Mengemudi adalah pekerjaan sederhana.
Jutaan manusia di dunia ini melakukannya dengan kendaraan roda dua hingga roda delapan belas sekalipun.
Tetapi, saya adalah orang yang punya trust issue dengan pekerjaan sederhana ini. Saya sering merasa tidak nyaman disetirin orang lain.
Beberapa orang mengemudi terlalu terlalu kencang, tidak bisa bermanuver dengan halus, injakan remnya kasar, pindah giginya nyentak, tidak menjaga jarak dengan kendaraan di depan, dan tidak dapat mengkalkulasi jarak aman untuk menyalip.
Sebaliknya, ada pula yang mengemudi terlalu pelan, tidak berani menyalip kendaraan, ragu menginjak gas, menggunakan gigi terlalu tinggi sehingga mobil terkesan terus - menerus mau mati, terlampau sering menginjak rem.
Istilah untuk orang - orang seperti ini "asal mancal". Asal bisa main gas, rem, kopling, setir.
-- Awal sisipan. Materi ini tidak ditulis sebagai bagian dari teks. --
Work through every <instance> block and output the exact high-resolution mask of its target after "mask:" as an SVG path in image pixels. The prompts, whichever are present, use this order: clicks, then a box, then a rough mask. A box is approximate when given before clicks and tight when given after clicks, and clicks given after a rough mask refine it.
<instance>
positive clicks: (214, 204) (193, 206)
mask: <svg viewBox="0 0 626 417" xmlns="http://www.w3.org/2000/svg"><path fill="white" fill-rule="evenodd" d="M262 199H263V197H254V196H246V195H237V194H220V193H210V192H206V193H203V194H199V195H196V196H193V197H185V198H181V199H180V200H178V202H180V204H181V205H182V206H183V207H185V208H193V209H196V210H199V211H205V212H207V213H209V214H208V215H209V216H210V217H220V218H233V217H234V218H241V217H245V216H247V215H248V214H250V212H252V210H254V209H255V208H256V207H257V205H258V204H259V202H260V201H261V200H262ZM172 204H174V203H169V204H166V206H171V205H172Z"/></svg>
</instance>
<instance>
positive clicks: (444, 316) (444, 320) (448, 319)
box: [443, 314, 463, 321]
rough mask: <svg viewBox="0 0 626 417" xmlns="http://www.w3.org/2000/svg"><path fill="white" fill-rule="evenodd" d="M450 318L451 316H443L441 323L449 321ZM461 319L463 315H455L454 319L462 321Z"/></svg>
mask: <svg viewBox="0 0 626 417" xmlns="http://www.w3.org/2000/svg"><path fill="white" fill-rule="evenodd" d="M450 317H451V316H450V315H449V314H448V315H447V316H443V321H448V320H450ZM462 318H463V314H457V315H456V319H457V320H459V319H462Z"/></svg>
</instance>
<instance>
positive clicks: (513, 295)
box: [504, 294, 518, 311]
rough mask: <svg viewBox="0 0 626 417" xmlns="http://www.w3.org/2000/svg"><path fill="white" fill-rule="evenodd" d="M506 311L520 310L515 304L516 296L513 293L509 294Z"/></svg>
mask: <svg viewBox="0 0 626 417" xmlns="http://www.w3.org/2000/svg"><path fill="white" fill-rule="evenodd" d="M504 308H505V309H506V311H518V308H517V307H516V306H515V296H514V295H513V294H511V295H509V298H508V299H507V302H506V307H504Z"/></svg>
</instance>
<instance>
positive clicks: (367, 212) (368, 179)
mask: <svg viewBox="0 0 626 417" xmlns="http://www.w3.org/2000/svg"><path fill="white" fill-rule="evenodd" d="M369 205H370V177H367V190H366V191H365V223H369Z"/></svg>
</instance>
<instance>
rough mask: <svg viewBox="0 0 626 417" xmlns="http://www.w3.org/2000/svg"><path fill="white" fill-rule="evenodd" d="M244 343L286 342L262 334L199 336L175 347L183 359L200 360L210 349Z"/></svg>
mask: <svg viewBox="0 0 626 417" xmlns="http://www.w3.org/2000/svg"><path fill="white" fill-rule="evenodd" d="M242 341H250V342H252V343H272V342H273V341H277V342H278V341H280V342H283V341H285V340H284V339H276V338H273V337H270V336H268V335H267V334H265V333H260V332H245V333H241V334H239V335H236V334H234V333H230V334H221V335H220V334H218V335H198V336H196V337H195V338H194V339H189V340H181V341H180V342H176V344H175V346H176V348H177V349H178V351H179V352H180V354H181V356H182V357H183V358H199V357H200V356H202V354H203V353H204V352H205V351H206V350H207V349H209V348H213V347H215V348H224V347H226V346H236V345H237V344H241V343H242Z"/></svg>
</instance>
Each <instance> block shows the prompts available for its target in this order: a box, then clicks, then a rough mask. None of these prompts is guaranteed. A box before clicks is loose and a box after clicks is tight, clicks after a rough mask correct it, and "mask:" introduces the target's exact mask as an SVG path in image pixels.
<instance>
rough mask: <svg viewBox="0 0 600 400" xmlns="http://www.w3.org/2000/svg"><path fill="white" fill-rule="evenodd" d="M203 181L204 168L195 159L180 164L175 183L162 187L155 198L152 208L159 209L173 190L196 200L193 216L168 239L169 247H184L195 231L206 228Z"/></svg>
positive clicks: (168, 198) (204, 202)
Serius, saya lebih baik berada di balik kemudi non-stop selama 10 jam daripada disetirin orang - orang semacam ini.
Harus saya akui, kebanyakan tidak menyebabkan saya celaka. Mereka juga tidak semuanya melanggar aturan. Tentu saja melanggar jika melebihi batas kecepatan - tetapi tidak ada aturan yang menilang kita jika kita hanya mengemudi 10 km per jam di jalan umum, di lajur cepat. Paling hanya mendapat "sangsi sosial" berupa klakson tiada henti.
Pengemudi yang terlalu lambat juga seringkali mengganggu
( sumber )
Tetapi di sinilah masalahnya : wacana mengemudi kita hanya berkutat soal aturan dan skill mengemudi yang formal. Lajur kanan untuk ini, tengah untuk ini, kiri untuk ini, kecepatan maksimum segini, lampu merah berhenti, lampu hijau jalan, berhenti tidak melebihi marka.
Tetapi, ada sesuatu yang luput dari semua wacana aturan ini.
Ada alasan mengapa di masa lalu hanya cowboy atau prajurit perang yang berani mengendalikan seekor kuda : mengendalikan kuda itu sulit. Salah-salah, anda akan berakhir benjut - atau patah tulang.
Sebuah pabrikan mobil asal Jepang memiliki filosofi jinba-ittai. Man and horse as one. Saya tidak perlu elaborasi lebih jauh karena sudah jelas sekali. Yang dimaksud "kuda" di sini, tentu saja "kuda" dalam peradaban modern : mobil, atau motor.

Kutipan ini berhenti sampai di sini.